Teachers were voting Wednesday at a Langley Teachers Association meeting at the Coast Hotel, as to whether they want to escalate job action to a full scale walk out.
Already more than 600 teachers had taken part in advance voting on Tuesday, said LTA president Gail Chaddock-Costello.
“We have around 1,000 full-time teachers and around 1,500 members in the district, so to get more than one-third of our members out voting so early sends a huge message. I don’t think that has ever happened in this district or anywhere else.”
On Tuesday, the Labour Relations Board allowed the teachers to walk off the job, if they give two days notice. The initial walkout can be no more than three consecutive days, according to the LRB ruling.
Any walkout in Langley would be tied in to provincial action. If there is a strike, all schools will be closed.

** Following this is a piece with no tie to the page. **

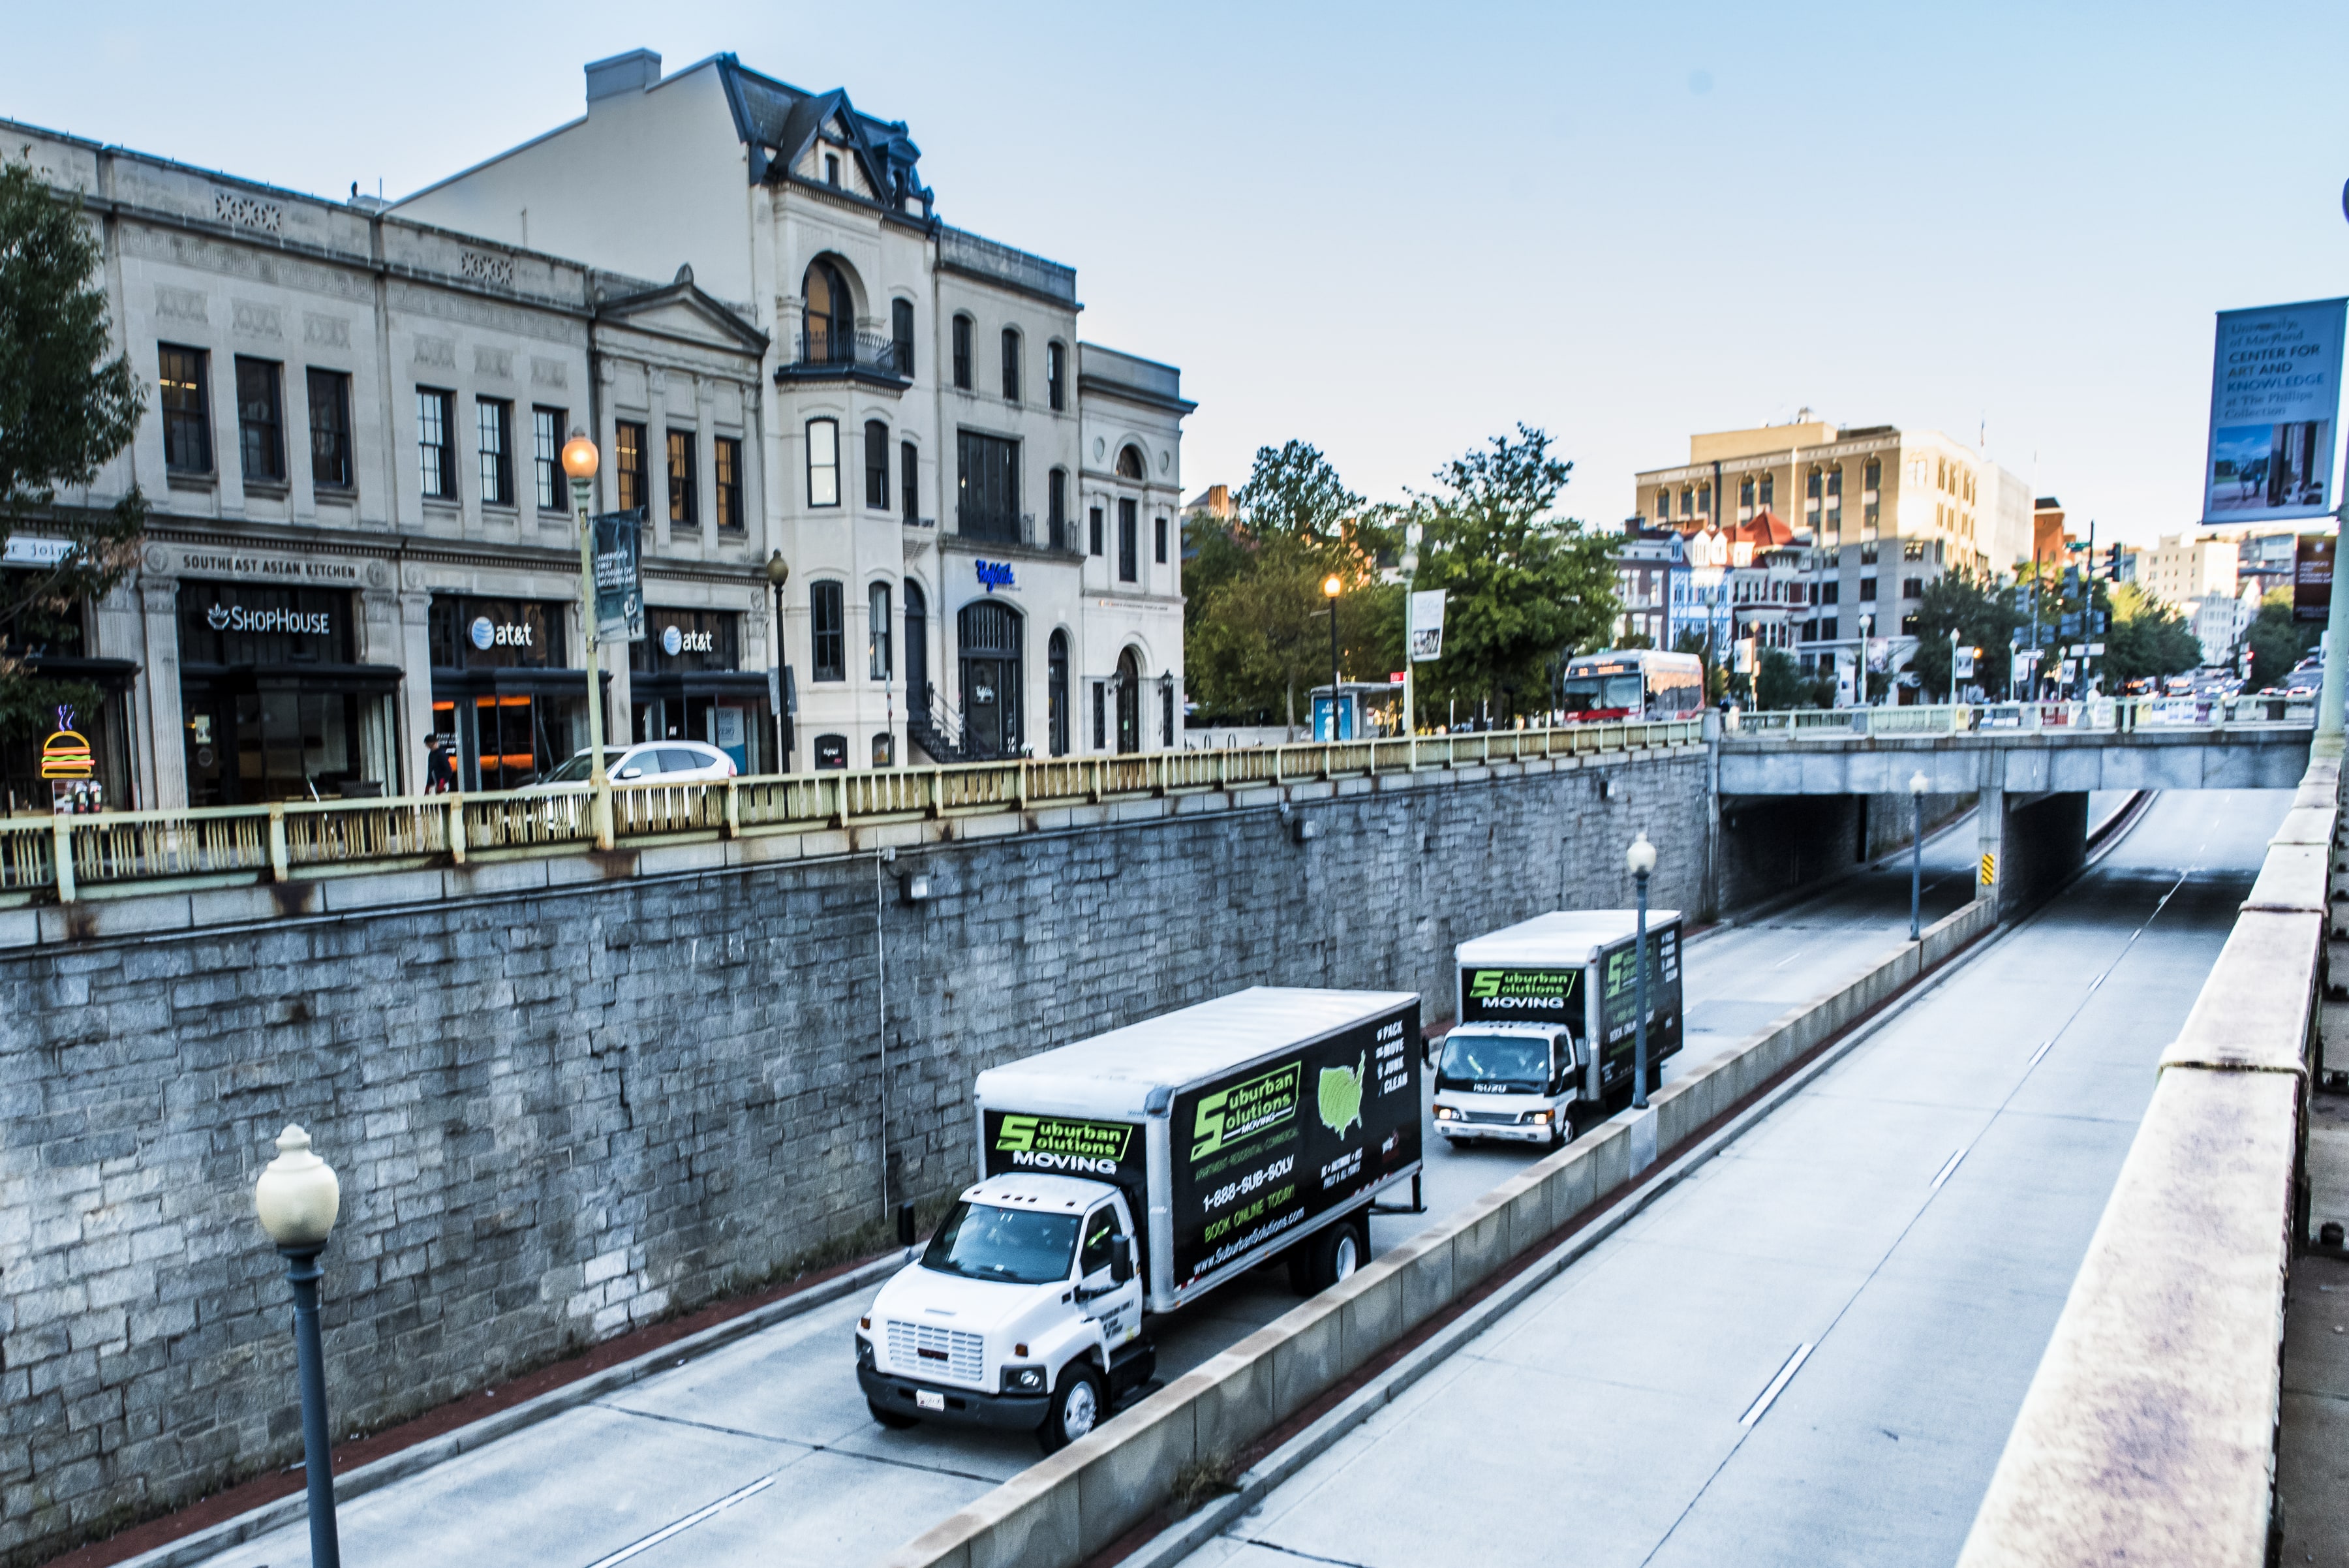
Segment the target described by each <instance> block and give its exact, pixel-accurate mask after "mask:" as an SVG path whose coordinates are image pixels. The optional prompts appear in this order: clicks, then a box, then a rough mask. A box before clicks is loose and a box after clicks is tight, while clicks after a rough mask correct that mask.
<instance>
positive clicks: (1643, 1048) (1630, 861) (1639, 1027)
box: [1623, 831, 1656, 1110]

“I will be sending a very strong statement to our members today to stand up for their profession. With what this government is doing, further stripping of our contract, there won’t be much of this profession left,” she said.

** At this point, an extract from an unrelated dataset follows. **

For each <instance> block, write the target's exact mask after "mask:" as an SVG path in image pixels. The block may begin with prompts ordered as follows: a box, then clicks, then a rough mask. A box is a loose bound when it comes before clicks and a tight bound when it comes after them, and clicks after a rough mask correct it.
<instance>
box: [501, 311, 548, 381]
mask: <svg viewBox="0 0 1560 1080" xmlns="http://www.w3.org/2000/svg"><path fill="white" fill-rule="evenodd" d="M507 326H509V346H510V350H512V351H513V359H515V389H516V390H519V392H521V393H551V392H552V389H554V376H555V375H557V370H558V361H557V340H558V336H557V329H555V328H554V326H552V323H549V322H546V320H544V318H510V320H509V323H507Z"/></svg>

She said the government’s ‘draconian’ legislation has left teachers little choice but to strike.
B.C. Teachers Federation president Susan Lambert said provincial action will be dependent on what members decide in individual districts.
However, she is very unhappy with provincial legislation introduced Tuesday.
The provincial government introduced legislation which calls for a six-month cooling-off period, while a mediator is called in to discuss non-monetary issues including class size and composition. The legislation, if passed, includes hefty fines of $475 per teacher per day for every day they are on strike. The BCTF would face fines of $1.3 million per day if there is an illegal strike.
A strike under terms set by the LRB would be legal, until the legislation is passed.
The province says it isn’t willing to talk about teachers’ salaries, although Education Minister George Abbott said Tuesday a raise was possible if other cost savings could be found.
There is a huge gap between the province’s net zero wage proposal and the B.C. Teachers Federation request for a 15 per cent increase over three years.
If teachers do go on strike, parents may have to scramble to find daycare next week.
Langley School District is asking parents to stay tuned to its website and the radio to find out if schools are closed on Monday.
“If the teachers are striking we ask parents to keep their kids at home. There won’t be buses running,” said Sandy Wakeling, Langley School District’s communication manager.
Langley schools are scheduled to be on a two-week spring break in the following two weeks, from March 12 to 23.